Scientific classification
- Kingdom: Animalia
- Phylum: Chordata
- Class: Amphibia
- Order: Urodela
- Family: Hynobiidae
- Genus: Batrachuperus
- Species: B. pinchonii
- Binomial name: Batrachuperus pinchonii (David, 1872)
- Synonyms: Batrachuperus cochranae Liu, 1950

= Batrachuperus pinchonii =

- Genus: Batrachuperus
- Species: pinchonii
- Authority: (David, 1872)
- Conservation status: VU
- Synonyms: Batrachuperus cochranae Liu, 1950

Species of amphibian

Batrachuperus pinchonii, the Western Chinese mountain salamander or stream salamander, is a species of hynobiid salamander that is endemic to China.
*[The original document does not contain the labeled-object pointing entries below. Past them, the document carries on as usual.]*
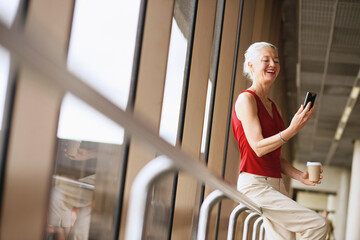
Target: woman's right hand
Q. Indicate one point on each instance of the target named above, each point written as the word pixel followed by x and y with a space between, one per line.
pixel 300 118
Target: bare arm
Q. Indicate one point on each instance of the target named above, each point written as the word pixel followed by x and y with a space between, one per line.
pixel 246 111
pixel 292 172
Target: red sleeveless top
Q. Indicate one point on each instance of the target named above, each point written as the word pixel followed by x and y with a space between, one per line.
pixel 269 164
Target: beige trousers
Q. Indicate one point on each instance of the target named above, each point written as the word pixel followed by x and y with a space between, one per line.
pixel 283 217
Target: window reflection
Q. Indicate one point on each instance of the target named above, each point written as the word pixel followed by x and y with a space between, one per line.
pixel 173 85
pixel 87 174
pixel 160 199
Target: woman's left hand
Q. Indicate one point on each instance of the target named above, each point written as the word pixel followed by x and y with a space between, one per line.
pixel 305 179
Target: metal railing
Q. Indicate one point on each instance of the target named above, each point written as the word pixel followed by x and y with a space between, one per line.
pixel 160 166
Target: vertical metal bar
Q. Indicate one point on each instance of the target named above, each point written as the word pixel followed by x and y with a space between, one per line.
pixel 143 183
pixel 130 108
pixel 232 220
pixel 180 133
pixel 256 224
pixel 205 211
pixel 238 32
pixel 19 22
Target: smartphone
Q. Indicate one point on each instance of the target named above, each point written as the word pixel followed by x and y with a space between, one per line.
pixel 310 97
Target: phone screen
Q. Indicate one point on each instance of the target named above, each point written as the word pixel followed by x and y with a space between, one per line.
pixel 310 97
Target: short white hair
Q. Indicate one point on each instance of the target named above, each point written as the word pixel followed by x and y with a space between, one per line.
pixel 250 55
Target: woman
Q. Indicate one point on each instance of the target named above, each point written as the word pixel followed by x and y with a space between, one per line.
pixel 260 132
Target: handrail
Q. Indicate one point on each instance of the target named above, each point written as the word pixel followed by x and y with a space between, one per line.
pixel 142 184
pixel 248 219
pixel 256 224
pixel 232 220
pixel 205 210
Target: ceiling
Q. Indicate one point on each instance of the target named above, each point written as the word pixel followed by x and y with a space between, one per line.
pixel 321 47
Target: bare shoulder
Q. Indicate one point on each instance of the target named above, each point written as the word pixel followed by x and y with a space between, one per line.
pixel 245 99
pixel 245 103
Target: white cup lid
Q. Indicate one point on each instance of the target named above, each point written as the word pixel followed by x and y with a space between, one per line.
pixel 313 164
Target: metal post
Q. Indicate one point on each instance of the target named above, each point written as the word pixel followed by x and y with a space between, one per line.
pixel 248 219
pixel 205 210
pixel 232 220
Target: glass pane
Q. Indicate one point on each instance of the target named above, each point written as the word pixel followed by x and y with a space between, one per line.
pixel 102 45
pixel 87 174
pixel 8 9
pixel 173 85
pixel 4 77
pixel 89 155
pixel 160 198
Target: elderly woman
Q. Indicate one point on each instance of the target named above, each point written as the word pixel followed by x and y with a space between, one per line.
pixel 260 132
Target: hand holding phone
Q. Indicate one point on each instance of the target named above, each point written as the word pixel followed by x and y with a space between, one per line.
pixel 310 97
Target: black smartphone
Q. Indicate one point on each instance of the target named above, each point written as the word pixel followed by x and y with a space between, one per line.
pixel 310 97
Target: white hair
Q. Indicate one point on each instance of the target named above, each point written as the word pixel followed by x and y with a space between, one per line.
pixel 250 55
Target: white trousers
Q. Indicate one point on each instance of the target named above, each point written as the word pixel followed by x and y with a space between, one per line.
pixel 283 217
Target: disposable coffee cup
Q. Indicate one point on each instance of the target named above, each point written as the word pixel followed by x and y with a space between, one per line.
pixel 314 171
pixel 73 147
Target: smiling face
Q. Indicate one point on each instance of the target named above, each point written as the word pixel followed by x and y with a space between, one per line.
pixel 265 66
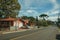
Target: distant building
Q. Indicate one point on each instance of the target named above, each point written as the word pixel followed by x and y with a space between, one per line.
pixel 11 23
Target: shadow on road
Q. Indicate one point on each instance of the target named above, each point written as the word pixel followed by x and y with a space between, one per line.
pixel 58 36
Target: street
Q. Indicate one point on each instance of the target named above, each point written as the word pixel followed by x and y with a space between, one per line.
pixel 46 34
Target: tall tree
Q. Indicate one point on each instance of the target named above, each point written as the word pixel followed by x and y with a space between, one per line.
pixel 43 16
pixel 9 8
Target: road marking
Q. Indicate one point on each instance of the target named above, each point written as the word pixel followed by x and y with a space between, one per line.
pixel 24 36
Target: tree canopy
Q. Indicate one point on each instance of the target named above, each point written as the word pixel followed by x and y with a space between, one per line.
pixel 43 16
pixel 9 8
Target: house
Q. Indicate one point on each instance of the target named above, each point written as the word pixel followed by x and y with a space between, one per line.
pixel 7 24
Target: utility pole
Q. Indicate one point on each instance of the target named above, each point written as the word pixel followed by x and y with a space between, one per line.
pixel 58 23
pixel 37 22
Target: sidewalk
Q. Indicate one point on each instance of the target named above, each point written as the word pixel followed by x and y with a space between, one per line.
pixel 20 30
pixel 7 32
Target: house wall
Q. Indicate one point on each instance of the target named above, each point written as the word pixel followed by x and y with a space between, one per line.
pixel 18 24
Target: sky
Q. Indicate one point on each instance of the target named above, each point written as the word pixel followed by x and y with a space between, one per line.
pixel 37 7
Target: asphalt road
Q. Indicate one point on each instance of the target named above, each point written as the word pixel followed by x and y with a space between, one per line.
pixel 48 33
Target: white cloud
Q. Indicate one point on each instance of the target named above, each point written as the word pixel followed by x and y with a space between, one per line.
pixel 53 18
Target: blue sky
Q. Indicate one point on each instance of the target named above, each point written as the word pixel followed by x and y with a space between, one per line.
pixel 37 7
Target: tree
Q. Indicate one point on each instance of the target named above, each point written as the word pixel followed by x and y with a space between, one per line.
pixel 44 22
pixel 9 8
pixel 43 16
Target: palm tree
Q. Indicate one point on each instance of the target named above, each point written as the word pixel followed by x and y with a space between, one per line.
pixel 44 16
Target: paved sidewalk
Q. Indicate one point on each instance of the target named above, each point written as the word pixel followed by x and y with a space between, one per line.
pixel 20 30
pixel 7 32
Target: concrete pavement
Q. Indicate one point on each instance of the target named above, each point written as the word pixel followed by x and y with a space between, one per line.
pixel 46 34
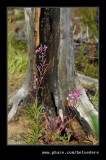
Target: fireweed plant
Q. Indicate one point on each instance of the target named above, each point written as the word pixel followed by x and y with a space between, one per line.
pixel 56 124
pixel 42 68
pixel 53 126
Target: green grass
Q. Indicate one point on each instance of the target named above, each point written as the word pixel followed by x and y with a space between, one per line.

It is found in Sichuan, Yunnan, and Guangxi provinces.

Batrachuperis pinchonii is known in Chinese legend as the White Dragon. During the 16th century, a Chinese author documented its presence at the Omei mountain in the province of Sichuan. He wrote, "the salamanders living in clear water have some larger toes, a yellow coloration with black spots, four feet, a snout that is slightly raised, a graceful body and an amiable air." Moreover, local peasants would entreat it to bring rain during especially dry seasons.

Batrachuperis pinchonii are used for traditional Chinese medicine and for food. Over-collection is now threatening the species.

The Washington Department of Fish and Wildlife website has declared Batrachuperis pinchonii an invasive species in United States.